- Location of Bahar County in Hamadan province (center, pink)
- Location of Hamadan province in Iran
- Coordinates: 34°57′N 48°26′E﻿ / ﻿34.950°N 48.433°E
- Country: Iran
- Province: Hamadan
- Established: 1993
- Capital: Bahar
- Districts: Central, Lalejin, Salehabad

Population (2016)
- • Total: 119,082
- Time zone: UTC+3:30 (IRST)

= Bahar County =

County in Hamadan province, Iran

Bahar County (شهرستان بهار) is in Hamadan province, Iran.
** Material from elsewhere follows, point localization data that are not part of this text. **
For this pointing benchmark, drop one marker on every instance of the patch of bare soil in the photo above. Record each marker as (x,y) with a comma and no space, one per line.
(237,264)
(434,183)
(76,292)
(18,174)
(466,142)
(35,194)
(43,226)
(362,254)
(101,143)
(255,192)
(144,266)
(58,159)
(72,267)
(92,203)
Its capital is the city of Bahar.

==History==
The village of Mohajeran was converted to a city in 2011.

==Demographics==
===Population===
At the time of the 2006 National Census, the county's population was 121,590 in 29,345 households. The following census in 2011 counted 123,869 people in 34,621 households. The 2016 census measured the population of the county as 119,082 in 36,844 households.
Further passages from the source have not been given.